Large language models: how boards should approach generative AI 

Mike Drew,

In April of this year, Samsung Electronics implemented a ban on the use of Chatgpt and other AI-powered chatbots by its employees. The decision came after the company initially employed ChatGPT to assist their engineers in resolving source code issues. This resulted in a significant data breach with sensitive information, including the source code for a new programme, internal meeting notes, and hardware-related data, being leaked to the public. 

Samsung is not alone in taking action against the use of ChatGPT and similar tools by employees. In January, Amazon issued a similar warning to its staff, instructing them not to share any code or confidential company information with ChatGPT. The decision came after Amazon reportedly discovered examples of ChatGPT responses that resembled internal Amazon data. 

Following suit in February, JPMorgan Chase imposed strict limitations on the use of ChatGPT by its employees due to concerns about potential regulatory risks associated with sharing sensitive financial information. Subsequently, other major U.S. banks, including Bank of America, Citigroup, Deutsche Bank, Wells Fargo, and Goldman Sachs, also adopted similar measures

Boards who aim to utilise tools like ChatGPT or develop their own large language models (LLMs) face an additional hurdle in the form of Biases.
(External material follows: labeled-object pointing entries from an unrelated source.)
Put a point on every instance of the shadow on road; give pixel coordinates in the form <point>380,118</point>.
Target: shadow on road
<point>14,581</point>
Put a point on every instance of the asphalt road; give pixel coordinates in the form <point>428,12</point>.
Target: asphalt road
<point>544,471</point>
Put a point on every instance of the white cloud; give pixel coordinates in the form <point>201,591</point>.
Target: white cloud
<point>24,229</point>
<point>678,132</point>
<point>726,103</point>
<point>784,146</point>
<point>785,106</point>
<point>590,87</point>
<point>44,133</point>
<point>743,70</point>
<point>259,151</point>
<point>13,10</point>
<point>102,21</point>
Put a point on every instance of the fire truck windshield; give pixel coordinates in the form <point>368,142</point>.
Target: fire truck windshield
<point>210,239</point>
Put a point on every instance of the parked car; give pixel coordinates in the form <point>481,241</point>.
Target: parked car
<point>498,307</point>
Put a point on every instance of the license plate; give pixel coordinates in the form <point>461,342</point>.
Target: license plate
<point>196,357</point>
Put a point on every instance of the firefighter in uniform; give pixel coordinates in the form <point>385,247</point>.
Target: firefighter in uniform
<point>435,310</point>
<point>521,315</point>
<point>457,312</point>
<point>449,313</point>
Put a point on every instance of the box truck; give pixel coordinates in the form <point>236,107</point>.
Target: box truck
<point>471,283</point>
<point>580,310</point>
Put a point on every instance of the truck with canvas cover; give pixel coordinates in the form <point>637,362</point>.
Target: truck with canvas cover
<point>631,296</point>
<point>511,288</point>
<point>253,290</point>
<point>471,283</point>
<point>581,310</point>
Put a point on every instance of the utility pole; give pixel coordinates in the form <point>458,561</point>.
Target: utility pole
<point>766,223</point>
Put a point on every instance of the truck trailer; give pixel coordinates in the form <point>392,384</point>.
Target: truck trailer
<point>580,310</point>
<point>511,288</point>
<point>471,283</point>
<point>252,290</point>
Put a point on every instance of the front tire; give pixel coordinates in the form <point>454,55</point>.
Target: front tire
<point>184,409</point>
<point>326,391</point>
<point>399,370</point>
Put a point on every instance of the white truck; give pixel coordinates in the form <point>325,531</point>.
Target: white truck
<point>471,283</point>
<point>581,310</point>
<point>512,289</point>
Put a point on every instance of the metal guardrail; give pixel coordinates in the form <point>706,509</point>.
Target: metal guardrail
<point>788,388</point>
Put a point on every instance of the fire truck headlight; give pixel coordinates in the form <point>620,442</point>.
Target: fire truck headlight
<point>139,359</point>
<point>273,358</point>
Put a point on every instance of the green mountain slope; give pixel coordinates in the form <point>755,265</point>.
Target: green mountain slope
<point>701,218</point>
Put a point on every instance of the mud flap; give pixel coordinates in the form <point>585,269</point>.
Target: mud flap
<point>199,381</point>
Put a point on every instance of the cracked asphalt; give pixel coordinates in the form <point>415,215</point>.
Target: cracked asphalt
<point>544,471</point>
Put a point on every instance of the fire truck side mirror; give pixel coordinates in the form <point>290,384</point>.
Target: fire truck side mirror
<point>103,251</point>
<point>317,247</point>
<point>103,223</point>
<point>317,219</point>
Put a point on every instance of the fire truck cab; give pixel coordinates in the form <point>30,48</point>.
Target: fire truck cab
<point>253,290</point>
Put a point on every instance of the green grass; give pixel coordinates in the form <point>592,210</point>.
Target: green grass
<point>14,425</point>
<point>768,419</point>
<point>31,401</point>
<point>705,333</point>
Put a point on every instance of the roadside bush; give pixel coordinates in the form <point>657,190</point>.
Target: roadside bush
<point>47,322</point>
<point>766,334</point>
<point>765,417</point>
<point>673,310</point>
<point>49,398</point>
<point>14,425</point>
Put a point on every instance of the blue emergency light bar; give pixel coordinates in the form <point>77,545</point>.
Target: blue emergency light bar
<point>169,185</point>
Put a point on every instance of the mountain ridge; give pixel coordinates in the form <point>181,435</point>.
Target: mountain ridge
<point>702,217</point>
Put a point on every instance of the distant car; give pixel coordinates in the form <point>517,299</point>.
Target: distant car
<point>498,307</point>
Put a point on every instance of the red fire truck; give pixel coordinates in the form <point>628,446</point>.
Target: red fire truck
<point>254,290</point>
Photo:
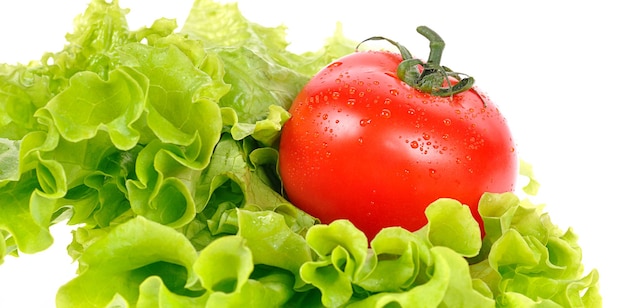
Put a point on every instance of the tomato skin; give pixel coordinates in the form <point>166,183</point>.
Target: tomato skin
<point>365,146</point>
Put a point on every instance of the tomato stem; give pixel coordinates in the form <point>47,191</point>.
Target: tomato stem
<point>436,45</point>
<point>430,76</point>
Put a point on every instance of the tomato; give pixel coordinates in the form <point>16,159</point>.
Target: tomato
<point>364,145</point>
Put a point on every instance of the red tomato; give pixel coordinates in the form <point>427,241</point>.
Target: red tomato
<point>365,146</point>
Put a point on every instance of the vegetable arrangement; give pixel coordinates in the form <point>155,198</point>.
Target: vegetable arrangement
<point>162,147</point>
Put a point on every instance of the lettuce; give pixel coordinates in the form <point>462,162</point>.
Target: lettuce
<point>159,146</point>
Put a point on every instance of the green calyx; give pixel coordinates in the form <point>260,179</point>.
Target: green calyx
<point>433,77</point>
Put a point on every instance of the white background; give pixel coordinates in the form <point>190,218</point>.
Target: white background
<point>555,68</point>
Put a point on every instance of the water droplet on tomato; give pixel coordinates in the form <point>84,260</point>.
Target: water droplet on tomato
<point>432,173</point>
<point>364,122</point>
<point>336,64</point>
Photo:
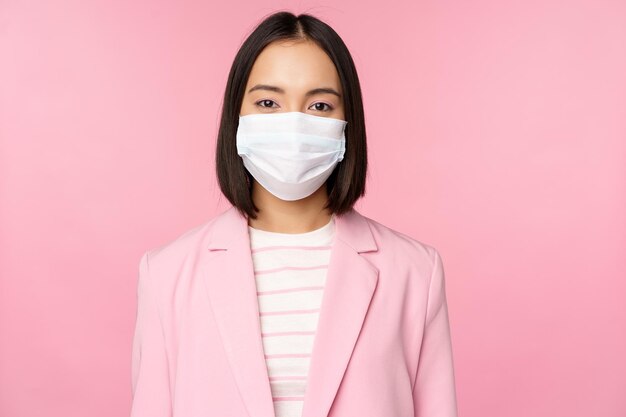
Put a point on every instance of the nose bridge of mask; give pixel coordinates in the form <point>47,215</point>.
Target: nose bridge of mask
<point>292,122</point>
<point>290,154</point>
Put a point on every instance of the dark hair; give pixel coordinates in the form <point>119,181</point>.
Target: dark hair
<point>346,184</point>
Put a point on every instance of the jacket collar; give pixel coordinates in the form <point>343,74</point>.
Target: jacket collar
<point>351,227</point>
<point>228,275</point>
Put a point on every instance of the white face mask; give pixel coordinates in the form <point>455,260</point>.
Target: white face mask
<point>291,154</point>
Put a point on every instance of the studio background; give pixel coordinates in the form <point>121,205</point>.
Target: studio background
<point>496,133</point>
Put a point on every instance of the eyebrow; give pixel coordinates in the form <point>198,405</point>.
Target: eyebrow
<point>320,90</point>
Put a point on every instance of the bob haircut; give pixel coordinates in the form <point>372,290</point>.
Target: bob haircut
<point>346,184</point>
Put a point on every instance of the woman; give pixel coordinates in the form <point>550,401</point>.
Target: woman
<point>292,303</point>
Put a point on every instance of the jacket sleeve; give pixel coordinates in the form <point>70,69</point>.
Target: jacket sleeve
<point>434,393</point>
<point>150,375</point>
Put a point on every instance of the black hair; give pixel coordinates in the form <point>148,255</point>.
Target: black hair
<point>346,184</point>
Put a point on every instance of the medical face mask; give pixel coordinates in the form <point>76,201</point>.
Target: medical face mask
<point>291,154</point>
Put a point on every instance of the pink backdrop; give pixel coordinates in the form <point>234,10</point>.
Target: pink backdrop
<point>497,133</point>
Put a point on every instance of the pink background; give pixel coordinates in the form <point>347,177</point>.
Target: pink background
<point>497,133</point>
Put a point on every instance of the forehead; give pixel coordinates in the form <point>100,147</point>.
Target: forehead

ChatGPT, in particular, has been found to reflect political and cultural sentiments rather than providing impartial analysis. Moreover, companies employing AI algorithms, for example hiring algorithms, frequently encounter biases due to the datasets on which these algorithms are trained, which can incorporate historical racist and sexist data. 

Amazon, for example, had to abandon an experimental AI hiring tool after it autonomously learned to favour male candidates. The AI system exhibited a bias by penalising CV’s containing words associated with women and even downgrading candidates who graduated from all-women’s colleges. 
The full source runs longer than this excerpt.